Dès le début, François se préoccupe d'un nouveau "style" qui devrait être adopté "dans tout ce qui se fait" (EG 18). Il s'agit d'un style qui respecte le droit des fidèles à être écoutés d'abord et non à être sermonnés, car même les brebis ont un sens de la foi, ce qui rend la synodalité inévitable. Il s'agit d'un style qui perçoit le besoin des âmes et y répond, non pas par le droit canon, mais par la miséricorde. C'est le style pastoral de l'Église dans le monde d'aujourd'hui, déjà préconisé par Jean XXIII dans son discours d'ouverture du Concile le 11 octobre 1962, et c'est le style d'une Église samaritaine esquissé par Paul VI dans son discours à la session fermée du Concile le 8 décembre 1965.

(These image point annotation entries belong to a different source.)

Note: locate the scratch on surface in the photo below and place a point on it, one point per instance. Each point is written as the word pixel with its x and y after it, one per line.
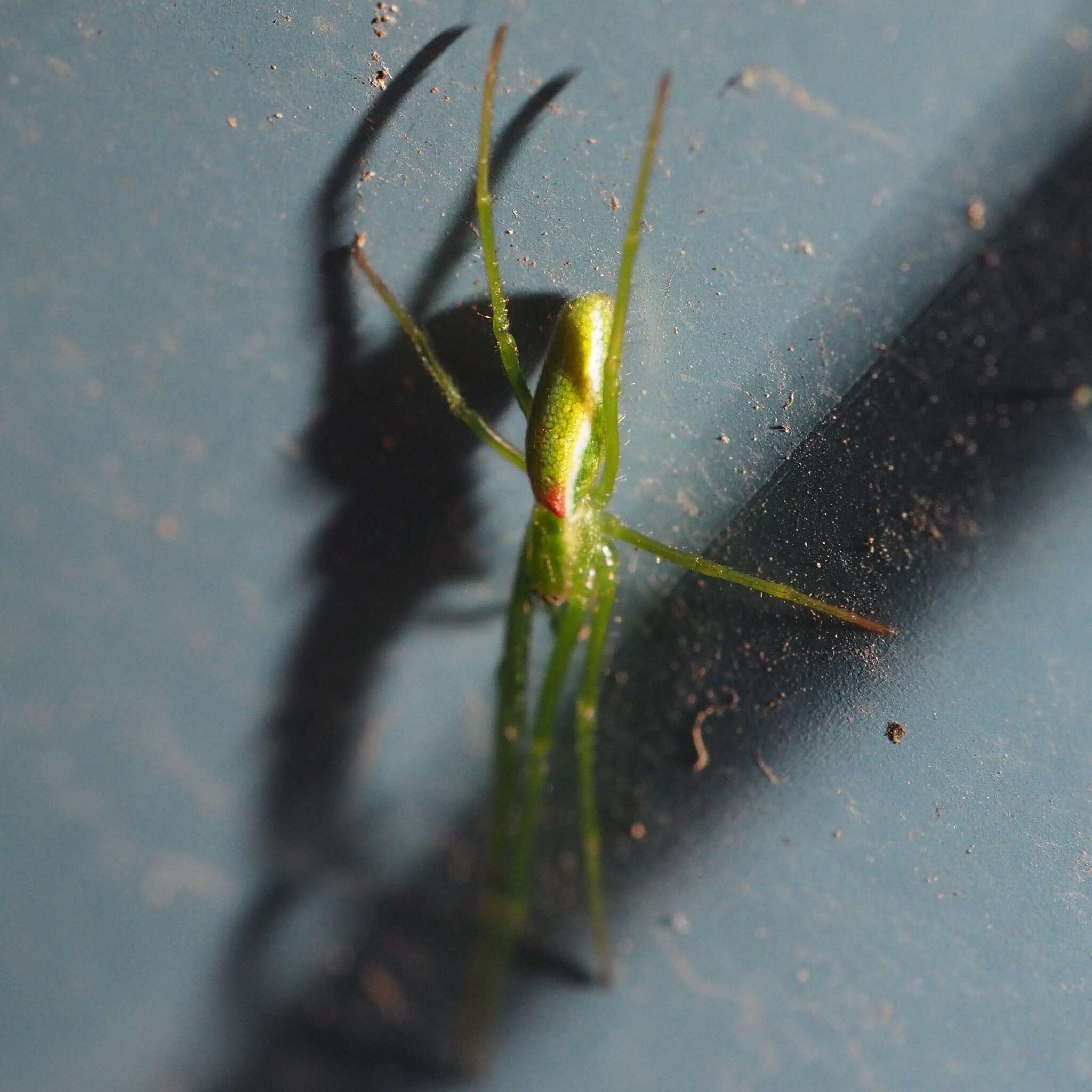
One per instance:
pixel 699 742
pixel 764 766
pixel 684 969
pixel 801 98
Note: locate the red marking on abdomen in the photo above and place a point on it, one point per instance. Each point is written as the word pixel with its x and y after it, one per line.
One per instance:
pixel 553 499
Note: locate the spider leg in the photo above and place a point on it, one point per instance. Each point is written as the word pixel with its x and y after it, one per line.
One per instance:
pixel 509 354
pixel 588 699
pixel 511 726
pixel 617 530
pixel 424 347
pixel 613 362
pixel 506 917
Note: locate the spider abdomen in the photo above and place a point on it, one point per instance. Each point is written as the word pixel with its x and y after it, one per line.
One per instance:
pixel 565 428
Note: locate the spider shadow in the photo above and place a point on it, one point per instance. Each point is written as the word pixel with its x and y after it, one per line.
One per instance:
pixel 383 441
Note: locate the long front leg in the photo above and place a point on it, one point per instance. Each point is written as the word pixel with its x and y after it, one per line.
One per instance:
pixel 509 354
pixel 617 530
pixel 613 362
pixel 588 700
pixel 506 918
pixel 421 342
pixel 511 724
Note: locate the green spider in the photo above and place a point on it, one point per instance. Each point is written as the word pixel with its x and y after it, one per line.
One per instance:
pixel 568 560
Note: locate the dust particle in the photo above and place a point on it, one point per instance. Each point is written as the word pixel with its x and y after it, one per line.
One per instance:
pixel 976 213
pixel 166 528
pixel 1081 397
pixel 1078 37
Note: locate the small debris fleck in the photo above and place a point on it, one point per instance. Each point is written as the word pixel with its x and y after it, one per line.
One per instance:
pixel 976 213
pixel 677 923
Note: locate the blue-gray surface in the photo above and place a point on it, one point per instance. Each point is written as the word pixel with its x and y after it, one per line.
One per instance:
pixel 252 574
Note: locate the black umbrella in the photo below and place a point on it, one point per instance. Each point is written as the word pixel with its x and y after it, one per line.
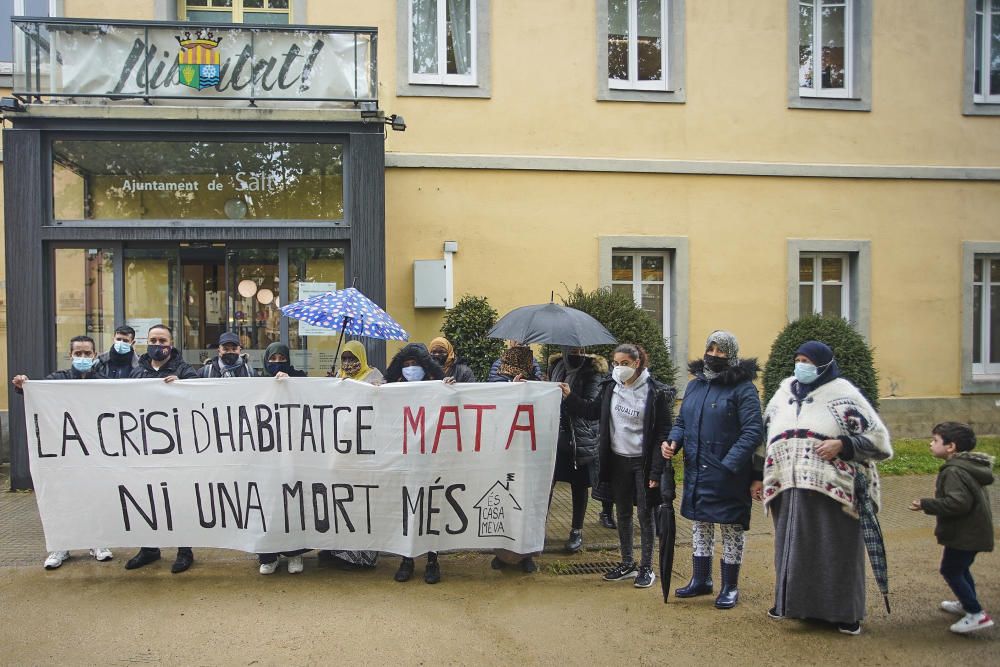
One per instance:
pixel 666 527
pixel 551 323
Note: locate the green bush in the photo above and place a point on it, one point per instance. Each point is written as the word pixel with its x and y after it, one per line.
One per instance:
pixel 627 323
pixel 852 353
pixel 466 326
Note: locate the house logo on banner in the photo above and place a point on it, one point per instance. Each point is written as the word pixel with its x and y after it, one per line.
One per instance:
pixel 198 61
pixel 496 510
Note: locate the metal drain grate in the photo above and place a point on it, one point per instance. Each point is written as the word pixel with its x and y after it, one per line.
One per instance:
pixel 585 568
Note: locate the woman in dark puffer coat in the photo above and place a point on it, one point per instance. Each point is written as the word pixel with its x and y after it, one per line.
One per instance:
pixel 719 426
pixel 576 452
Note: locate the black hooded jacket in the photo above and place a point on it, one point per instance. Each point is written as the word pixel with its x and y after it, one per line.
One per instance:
pixel 577 434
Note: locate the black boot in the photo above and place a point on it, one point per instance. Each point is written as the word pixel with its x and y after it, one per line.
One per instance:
pixel 145 556
pixel 729 595
pixel 185 557
pixel 575 541
pixel 405 570
pixel 701 579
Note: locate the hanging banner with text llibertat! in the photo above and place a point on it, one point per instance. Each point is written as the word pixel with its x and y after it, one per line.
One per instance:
pixel 266 465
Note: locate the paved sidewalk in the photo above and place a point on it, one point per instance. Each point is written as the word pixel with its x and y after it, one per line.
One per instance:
pixel 22 542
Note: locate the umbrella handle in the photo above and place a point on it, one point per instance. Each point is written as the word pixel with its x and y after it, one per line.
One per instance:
pixel 340 340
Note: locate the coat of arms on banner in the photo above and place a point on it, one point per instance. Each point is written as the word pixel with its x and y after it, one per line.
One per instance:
pixel 198 60
pixel 495 509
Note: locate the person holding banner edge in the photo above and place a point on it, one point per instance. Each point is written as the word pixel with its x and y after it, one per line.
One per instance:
pixel 635 413
pixel 82 354
pixel 162 360
pixel 414 364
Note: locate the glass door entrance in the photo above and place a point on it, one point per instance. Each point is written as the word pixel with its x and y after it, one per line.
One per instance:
pixel 199 290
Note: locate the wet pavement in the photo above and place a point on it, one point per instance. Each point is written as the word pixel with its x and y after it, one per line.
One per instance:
pixel 22 541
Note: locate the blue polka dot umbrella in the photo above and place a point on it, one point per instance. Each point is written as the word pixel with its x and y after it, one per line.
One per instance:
pixel 348 311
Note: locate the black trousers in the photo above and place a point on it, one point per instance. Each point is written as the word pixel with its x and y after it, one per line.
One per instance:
pixel 628 485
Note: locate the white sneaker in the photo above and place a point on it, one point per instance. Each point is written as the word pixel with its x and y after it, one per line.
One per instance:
pixel 55 559
pixel 972 623
pixel 952 607
pixel 102 554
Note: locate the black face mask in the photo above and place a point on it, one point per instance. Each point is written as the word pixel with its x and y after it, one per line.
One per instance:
pixel 716 364
pixel 158 352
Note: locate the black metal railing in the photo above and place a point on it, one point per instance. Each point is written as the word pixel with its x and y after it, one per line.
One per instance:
pixel 94 58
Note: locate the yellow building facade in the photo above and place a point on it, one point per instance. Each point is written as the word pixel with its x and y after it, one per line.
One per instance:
pixel 732 163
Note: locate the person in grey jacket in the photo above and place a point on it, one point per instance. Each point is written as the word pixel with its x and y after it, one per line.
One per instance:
pixel 635 413
pixel 964 519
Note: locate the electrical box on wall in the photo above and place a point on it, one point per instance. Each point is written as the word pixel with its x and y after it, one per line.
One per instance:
pixel 433 280
pixel 430 284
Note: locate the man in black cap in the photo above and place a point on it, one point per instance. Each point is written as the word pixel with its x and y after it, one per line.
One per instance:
pixel 162 360
pixel 230 362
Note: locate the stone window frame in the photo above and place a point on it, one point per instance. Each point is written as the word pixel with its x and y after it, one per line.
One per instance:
pixel 483 85
pixel 859 270
pixel 970 107
pixel 860 98
pixel 676 248
pixel 677 91
pixel 974 383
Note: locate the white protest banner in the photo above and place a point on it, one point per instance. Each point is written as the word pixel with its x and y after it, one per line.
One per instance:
pixel 266 465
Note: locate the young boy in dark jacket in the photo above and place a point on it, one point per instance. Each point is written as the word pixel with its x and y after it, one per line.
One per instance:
pixel 964 519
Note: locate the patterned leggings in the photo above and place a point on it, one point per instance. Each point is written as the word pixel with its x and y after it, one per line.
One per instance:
pixel 733 541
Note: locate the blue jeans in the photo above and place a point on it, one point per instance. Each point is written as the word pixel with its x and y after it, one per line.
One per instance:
pixel 955 566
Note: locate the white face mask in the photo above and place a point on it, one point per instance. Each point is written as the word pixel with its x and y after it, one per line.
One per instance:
pixel 413 373
pixel 622 374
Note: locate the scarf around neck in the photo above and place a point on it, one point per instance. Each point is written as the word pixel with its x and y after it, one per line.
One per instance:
pixel 441 343
pixel 358 350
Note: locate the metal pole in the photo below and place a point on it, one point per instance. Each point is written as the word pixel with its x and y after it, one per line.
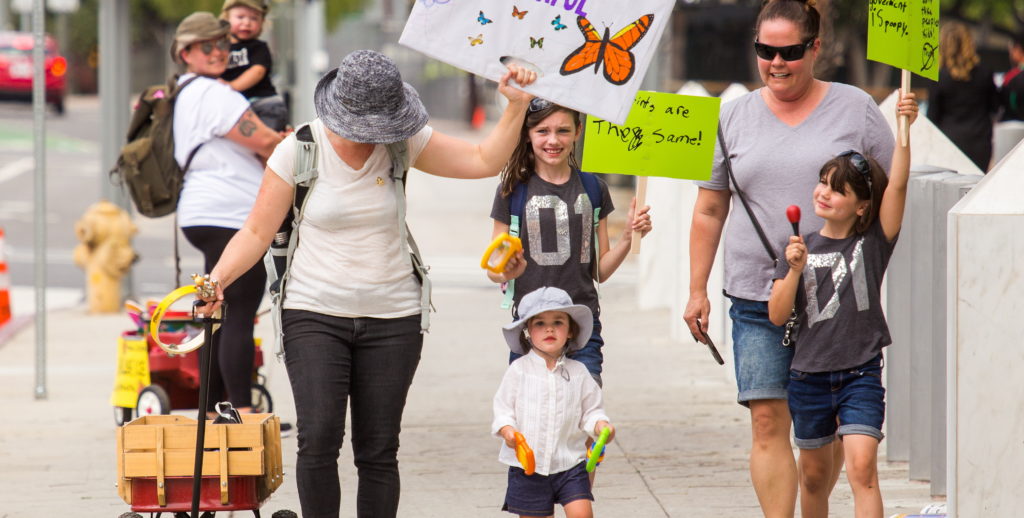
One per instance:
pixel 114 100
pixel 308 46
pixel 114 62
pixel 39 129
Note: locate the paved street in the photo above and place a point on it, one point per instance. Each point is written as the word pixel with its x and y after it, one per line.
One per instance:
pixel 681 443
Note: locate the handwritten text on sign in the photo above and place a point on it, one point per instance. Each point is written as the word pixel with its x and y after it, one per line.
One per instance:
pixel 904 34
pixel 665 135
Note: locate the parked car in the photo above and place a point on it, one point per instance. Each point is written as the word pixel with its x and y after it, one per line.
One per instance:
pixel 15 69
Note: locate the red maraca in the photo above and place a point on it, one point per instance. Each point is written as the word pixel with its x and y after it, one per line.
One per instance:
pixel 793 214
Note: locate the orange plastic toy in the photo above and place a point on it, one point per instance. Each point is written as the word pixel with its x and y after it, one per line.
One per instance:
pixel 524 454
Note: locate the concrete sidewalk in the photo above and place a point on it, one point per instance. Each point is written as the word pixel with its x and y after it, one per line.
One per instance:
pixel 681 445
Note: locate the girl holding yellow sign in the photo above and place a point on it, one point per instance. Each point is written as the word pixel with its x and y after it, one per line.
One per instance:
pixel 560 214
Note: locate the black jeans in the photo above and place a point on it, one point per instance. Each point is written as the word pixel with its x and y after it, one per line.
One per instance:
pixel 231 373
pixel 365 363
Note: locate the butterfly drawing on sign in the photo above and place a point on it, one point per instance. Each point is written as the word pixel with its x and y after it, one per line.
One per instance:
pixel 611 51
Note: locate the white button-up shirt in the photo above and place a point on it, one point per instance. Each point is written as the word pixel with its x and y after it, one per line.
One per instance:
pixel 554 409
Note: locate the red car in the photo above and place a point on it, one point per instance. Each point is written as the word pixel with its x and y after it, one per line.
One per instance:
pixel 15 69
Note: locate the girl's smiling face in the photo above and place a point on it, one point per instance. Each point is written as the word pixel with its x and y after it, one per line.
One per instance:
pixel 552 139
pixel 246 23
pixel 837 207
pixel 548 334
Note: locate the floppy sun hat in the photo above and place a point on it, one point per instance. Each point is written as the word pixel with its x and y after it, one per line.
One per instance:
pixel 550 299
pixel 365 100
pixel 200 26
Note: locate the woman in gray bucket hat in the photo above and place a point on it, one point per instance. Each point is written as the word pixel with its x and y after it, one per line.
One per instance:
pixel 351 317
pixel 221 144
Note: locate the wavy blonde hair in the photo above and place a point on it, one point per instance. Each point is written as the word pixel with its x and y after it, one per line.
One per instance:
pixel 958 55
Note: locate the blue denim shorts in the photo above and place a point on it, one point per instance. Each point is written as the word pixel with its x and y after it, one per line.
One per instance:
pixel 537 494
pixel 590 355
pixel 762 362
pixel 854 396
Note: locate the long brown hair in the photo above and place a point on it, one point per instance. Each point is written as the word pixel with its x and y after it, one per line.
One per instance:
pixel 520 166
pixel 846 175
pixel 957 52
pixel 801 12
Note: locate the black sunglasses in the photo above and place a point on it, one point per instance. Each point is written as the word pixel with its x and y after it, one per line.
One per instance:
pixel 207 46
pixel 538 104
pixel 859 163
pixel 788 52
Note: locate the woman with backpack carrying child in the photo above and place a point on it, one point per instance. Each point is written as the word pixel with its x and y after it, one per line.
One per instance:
pixel 220 144
pixel 545 199
pixel 352 304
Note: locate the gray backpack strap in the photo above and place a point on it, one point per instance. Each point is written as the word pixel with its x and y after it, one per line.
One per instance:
pixel 398 153
pixel 279 257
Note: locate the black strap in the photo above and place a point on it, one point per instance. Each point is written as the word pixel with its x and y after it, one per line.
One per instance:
pixel 742 199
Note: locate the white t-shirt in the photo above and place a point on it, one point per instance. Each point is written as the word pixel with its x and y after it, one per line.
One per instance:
pixel 554 409
pixel 222 181
pixel 350 260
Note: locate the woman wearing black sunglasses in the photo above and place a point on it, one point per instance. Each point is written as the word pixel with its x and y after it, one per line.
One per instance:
pixel 777 137
pixel 221 145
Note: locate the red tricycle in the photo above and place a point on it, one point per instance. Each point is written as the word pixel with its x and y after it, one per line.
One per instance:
pixel 152 382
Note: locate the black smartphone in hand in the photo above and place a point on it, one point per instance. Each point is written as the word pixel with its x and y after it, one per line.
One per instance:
pixel 711 345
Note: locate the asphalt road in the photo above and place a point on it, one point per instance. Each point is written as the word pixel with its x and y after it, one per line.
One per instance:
pixel 74 181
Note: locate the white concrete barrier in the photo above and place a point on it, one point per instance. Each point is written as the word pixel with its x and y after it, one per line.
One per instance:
pixel 985 279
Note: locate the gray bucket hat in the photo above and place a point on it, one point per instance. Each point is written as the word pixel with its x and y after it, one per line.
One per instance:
pixel 200 26
pixel 550 299
pixel 365 100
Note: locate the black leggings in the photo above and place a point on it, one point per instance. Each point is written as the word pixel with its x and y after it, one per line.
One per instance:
pixel 232 365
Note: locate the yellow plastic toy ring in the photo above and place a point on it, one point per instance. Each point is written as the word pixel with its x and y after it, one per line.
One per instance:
pixel 158 315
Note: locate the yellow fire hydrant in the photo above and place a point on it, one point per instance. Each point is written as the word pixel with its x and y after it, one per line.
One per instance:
pixel 104 254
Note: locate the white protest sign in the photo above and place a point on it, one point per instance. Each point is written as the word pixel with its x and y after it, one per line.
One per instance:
pixel 590 55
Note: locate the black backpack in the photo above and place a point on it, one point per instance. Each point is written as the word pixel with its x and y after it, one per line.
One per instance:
pixel 146 162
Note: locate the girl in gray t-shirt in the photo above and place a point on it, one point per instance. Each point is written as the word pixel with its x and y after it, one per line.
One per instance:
pixel 832 279
pixel 565 242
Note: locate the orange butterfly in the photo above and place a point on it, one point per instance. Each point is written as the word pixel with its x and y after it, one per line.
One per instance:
pixel 613 51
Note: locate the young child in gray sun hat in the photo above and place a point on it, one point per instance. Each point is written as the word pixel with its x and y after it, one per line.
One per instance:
pixel 542 382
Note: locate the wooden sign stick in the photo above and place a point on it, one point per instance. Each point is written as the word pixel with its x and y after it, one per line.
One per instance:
pixel 641 201
pixel 904 126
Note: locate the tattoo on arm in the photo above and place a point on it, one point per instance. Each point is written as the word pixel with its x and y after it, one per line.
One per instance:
pixel 246 126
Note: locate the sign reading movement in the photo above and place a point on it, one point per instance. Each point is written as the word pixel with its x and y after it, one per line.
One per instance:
pixel 904 34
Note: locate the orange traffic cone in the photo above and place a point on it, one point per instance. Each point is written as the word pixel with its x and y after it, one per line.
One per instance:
pixel 4 286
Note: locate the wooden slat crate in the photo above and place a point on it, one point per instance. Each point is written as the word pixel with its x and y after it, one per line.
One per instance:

François préfère "une Église ‘battue’, blessée et souillée parce qu'elle est sortie dans la rue, à une Église malade à cause de sa fermeture d'esprit et de son confort à s'accrocher à ses propres sécurités".

Conformément à son bref "discours incendiaire" lors du pré-conclave, François ne veut pas d'une Église préoccupée par elle-même, mais d'une Église qui a vraiment compris ce que le Concile a dit : Qu'elle est "signe et instrument de l'union la plus intime avec Dieu ainsi que de l'unité de toute l'humanité" (LG 1), qu'elle se considère comme "insérée dans la famille humaine...". (GS 3), et qu'elle considère donc "la joie et l'espérance, la douleur et l'angoisse des hommes d'aujourd'hui, en particulier des pauvres et des affligés de toutes sortes" comme "la joie et l'espérance, la douleur et l'angoisse des disciples du Christ" (GS 1) ; que, ce faisant, elle veut poursuivre "l'œuvre du Christ lui-même, venu dans le monde pour rendre témoignage à la vérité ; pour sauver, non pour juger ; pour servir, non pour être servi" (GS 3). François préfère "une Église ‘battue’, blessée et souillée parce qu'elle est sortie dans la rue, à une Église malade à cause de sa fermeture d'esprit et de son confort à s'accrocher à ses propres sécurités" (EG 49).

Un renouvellement complet de l'église

François rêve d'un renouveau ecclésial "capable de transformer toute chose, afin que les habitudes, les styles, les horaires, le langage et toute structure ecclésiale devienne un canal adéquat pour l’évangélisation du monde actuel, plus que pour l’auto-préservation. La réforme des structures, qui exige la conversion pastorale, ne peut se comprendre qu’en ce sens : faire en sorte qu’elles deviennent toutes plus missionnaires, que la pas­torale ordinaire en toutes ses instances soit plus expansive et ouverte, qu’elle mette les agents pastoraux en constante attitude de ‘sortie’ et favorise ainsi la réponse positive de tous ceux auxquels Jésus offre son amitié" (EG 27).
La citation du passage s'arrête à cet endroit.